The bank has delivered $US2.95 billion in first half fixed income revenues, up 36% from the same period a year earlier. In contrast, Goldman Sachs delivered $US2.8 billion in FICC revenue in the first half, down 19% from the same period last year.
In equities sales and trading meanwhile, Morgan Stanley’s $US2.2 billion topped Goldman Sach’s $US1.9 billion in revenues, extending a run that goes back to early 2015. And in equity underwriting, Morgan Stanley’s $US405 million in fees topped Goldman Sachs’ $US260 million.
To be sure, Morgan Stanley’s FICC business is small in comparison to the giant units housed at money center banks like Citigroup, JPMorgan and Bank of America Merrill Lynch. Still, the 4% year-on-year decline also compares well against those banks.

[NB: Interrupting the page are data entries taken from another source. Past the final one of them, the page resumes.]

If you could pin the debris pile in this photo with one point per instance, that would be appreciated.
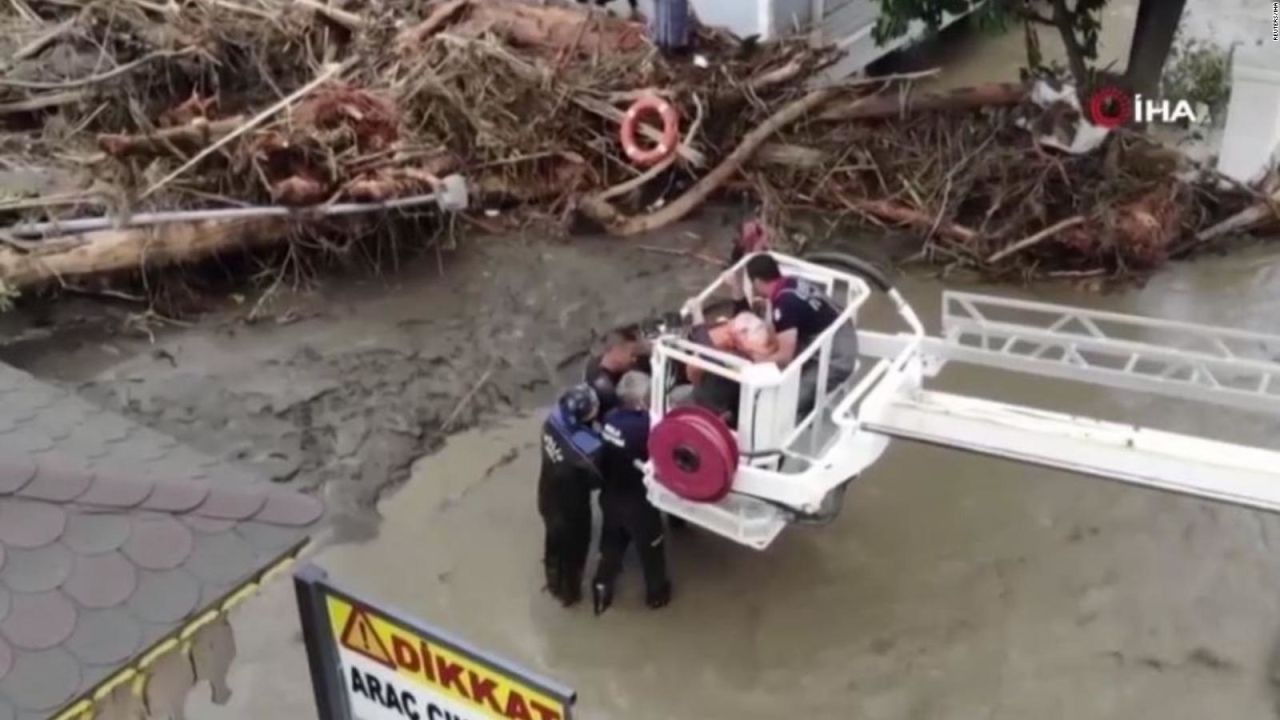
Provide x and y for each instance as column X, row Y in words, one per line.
column 126, row 106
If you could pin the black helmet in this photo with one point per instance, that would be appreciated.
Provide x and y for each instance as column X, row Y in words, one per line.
column 580, row 404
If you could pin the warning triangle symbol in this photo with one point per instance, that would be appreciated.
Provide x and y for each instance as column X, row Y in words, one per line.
column 361, row 637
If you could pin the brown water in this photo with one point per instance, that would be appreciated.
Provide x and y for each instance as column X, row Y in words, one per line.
column 950, row 587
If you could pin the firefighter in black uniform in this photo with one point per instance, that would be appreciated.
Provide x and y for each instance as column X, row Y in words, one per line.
column 625, row 350
column 571, row 470
column 629, row 518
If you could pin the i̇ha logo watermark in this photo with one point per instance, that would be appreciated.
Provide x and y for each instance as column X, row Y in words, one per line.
column 1111, row 108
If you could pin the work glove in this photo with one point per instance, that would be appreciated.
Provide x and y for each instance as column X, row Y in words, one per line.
column 602, row 596
column 658, row 597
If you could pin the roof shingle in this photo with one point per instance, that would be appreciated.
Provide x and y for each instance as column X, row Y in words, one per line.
column 110, row 537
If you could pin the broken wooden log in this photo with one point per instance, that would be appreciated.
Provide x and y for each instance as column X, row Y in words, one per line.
column 1247, row 219
column 899, row 214
column 191, row 136
column 901, row 103
column 133, row 249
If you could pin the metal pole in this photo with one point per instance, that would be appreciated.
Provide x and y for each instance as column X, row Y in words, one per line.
column 327, row 679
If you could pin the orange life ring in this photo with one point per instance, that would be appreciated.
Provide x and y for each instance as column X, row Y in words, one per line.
column 670, row 131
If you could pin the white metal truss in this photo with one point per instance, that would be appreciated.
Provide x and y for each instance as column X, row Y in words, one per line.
column 804, row 466
column 1220, row 365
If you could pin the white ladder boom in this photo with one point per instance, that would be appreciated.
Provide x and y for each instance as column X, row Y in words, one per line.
column 1183, row 360
column 1191, row 465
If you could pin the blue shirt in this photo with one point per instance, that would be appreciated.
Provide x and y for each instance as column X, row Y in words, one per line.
column 568, row 446
column 626, row 441
column 803, row 306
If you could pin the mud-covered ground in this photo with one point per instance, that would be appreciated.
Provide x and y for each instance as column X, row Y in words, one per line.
column 344, row 384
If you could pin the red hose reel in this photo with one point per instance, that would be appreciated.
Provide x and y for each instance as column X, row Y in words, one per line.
column 694, row 454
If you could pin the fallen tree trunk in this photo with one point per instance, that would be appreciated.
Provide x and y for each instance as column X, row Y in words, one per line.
column 963, row 99
column 1243, row 220
column 133, row 249
column 545, row 27
column 186, row 137
column 892, row 213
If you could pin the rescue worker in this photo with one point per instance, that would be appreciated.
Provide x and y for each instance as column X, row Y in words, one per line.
column 629, row 518
column 800, row 311
column 744, row 335
column 570, row 472
column 624, row 351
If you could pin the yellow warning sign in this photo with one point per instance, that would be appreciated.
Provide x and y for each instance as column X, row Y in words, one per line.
column 438, row 669
column 359, row 636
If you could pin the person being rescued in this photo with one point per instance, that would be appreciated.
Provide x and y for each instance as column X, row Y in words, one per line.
column 743, row 335
column 799, row 313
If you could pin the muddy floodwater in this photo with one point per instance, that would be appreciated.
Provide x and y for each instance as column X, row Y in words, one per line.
column 951, row 587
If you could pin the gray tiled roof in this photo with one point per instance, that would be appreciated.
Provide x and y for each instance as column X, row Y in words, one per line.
column 110, row 537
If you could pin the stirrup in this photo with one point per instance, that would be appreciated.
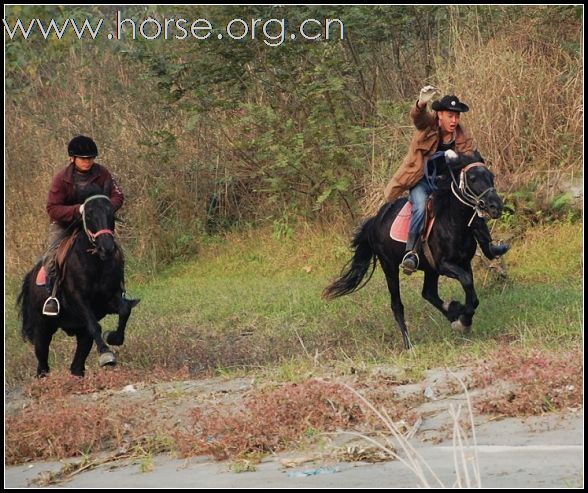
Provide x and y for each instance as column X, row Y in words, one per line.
column 409, row 270
column 48, row 313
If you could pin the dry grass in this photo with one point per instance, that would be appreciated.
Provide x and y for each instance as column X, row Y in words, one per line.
column 530, row 383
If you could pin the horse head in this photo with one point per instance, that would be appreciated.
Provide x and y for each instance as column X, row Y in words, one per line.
column 475, row 185
column 98, row 224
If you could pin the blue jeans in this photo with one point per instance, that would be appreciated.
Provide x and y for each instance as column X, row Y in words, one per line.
column 418, row 198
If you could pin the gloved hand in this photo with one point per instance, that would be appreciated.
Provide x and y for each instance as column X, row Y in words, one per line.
column 426, row 95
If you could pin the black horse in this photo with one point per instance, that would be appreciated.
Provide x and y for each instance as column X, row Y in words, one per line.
column 92, row 286
column 469, row 191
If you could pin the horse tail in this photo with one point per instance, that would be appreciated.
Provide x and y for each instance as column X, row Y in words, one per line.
column 357, row 268
column 23, row 302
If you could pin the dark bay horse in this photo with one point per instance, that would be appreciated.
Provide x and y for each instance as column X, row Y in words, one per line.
column 91, row 287
column 469, row 192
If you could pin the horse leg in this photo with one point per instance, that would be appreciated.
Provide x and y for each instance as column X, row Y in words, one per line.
column 78, row 365
column 396, row 302
column 117, row 338
column 451, row 310
column 42, row 341
column 466, row 279
column 94, row 329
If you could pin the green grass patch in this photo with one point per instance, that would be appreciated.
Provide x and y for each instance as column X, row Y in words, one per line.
column 252, row 302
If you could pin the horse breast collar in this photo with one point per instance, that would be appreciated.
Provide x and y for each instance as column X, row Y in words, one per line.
column 466, row 195
column 93, row 236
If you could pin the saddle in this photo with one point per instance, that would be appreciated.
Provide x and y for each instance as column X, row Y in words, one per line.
column 60, row 256
column 400, row 227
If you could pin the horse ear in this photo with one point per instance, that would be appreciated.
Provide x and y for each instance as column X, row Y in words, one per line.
column 134, row 302
column 477, row 156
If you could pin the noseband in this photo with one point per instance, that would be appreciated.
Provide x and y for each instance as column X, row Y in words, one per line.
column 466, row 195
column 92, row 236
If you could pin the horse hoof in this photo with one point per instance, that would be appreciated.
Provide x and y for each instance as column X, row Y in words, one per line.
column 461, row 328
column 107, row 359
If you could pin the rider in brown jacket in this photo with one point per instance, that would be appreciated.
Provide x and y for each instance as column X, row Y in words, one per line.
column 425, row 163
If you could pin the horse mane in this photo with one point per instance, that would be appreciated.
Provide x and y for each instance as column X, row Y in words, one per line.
column 442, row 196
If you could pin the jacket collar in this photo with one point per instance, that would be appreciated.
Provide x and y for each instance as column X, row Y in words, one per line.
column 69, row 171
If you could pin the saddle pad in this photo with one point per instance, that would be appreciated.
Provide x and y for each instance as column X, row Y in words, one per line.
column 400, row 226
column 41, row 277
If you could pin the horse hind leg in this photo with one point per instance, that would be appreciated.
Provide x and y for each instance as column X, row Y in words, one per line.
column 396, row 304
column 450, row 309
column 117, row 338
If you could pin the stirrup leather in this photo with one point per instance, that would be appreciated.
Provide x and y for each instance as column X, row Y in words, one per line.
column 406, row 269
column 51, row 314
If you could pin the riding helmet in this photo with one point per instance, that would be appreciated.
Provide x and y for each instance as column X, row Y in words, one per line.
column 82, row 146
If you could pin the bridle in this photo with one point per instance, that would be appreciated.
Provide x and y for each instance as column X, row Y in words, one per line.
column 92, row 236
column 466, row 195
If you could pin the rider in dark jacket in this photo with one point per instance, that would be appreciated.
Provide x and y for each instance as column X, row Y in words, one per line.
column 65, row 203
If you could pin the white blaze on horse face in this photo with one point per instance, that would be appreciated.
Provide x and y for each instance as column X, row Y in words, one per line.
column 451, row 155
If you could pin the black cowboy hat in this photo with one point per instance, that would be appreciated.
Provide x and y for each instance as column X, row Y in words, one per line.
column 82, row 146
column 450, row 103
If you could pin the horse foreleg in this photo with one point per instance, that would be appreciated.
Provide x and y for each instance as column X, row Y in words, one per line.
column 466, row 279
column 451, row 310
column 94, row 329
column 396, row 303
column 124, row 307
column 78, row 365
column 42, row 341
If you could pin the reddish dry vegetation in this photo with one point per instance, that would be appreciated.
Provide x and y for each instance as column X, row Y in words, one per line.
column 271, row 420
column 66, row 416
column 530, row 383
column 64, row 421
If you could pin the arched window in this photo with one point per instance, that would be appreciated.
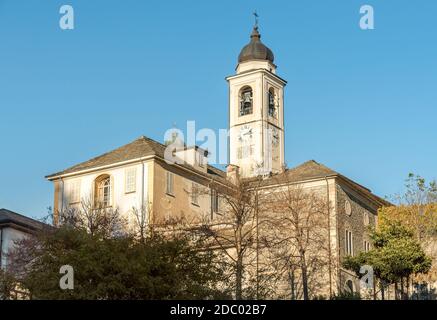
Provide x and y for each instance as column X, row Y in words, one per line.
column 246, row 101
column 102, row 193
column 349, row 286
column 272, row 107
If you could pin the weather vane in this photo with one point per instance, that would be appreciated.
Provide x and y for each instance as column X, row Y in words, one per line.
column 256, row 19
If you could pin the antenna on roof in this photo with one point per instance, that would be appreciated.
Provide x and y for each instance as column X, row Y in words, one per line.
column 256, row 19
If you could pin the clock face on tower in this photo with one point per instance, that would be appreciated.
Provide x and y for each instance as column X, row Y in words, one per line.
column 275, row 137
column 245, row 134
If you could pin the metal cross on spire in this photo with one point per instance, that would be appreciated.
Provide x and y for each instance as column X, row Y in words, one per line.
column 256, row 18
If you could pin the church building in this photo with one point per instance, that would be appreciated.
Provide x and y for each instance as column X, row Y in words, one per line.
column 136, row 174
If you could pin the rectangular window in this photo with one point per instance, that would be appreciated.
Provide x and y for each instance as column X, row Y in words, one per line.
column 199, row 157
column 130, row 180
column 194, row 193
column 366, row 246
column 74, row 191
column 169, row 183
column 349, row 243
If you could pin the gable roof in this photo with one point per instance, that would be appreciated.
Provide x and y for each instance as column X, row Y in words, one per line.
column 312, row 170
column 139, row 148
column 8, row 217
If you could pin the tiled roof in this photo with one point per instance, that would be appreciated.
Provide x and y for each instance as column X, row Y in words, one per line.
column 141, row 147
column 312, row 170
column 7, row 216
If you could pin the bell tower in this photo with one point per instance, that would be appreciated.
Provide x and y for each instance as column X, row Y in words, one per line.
column 256, row 111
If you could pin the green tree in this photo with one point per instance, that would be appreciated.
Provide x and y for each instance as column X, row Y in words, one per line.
column 116, row 268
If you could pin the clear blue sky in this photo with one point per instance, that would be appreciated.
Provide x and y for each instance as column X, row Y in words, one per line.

Here’s a breakdown:
- JPMorgan FICC revenue — $US3.2 billion — down 19% year-on-year
- Citigroup FICC revenue — $US3.4 billion — down 6% year-on-year
- Bank of America Merrill Lynch FICC revenue — $US2.1 billion — down 14%
Still, the comparison with Goldman Sachs is striking, and encapsulates two very different trends.
The business is proving a challenge for Goldman Sachs. On a call with analysts after Goldman Sachs’ earnings, CFO Marty Chavez said rates revenue was down significantly, while the commodities business had its worst quarter on record. “It was a difficult quarter on all fronts,” Chavez said.
“We didn’t navigate the market as well as we aspire to or as well as we have in the past,” he added.
Morgan Stanley in contrast slashed the size of its fixed-income unit in late 2015, and has delivered improved revenues with lower costs since then. The second quarter performance in fixed income garnered praise from analysts on the bank’s earnings call.
“Morgan Stanley appears to be on a much stronger footing,” Octavio Marenzi, CEO of capital markets management consultancy Opimas, said.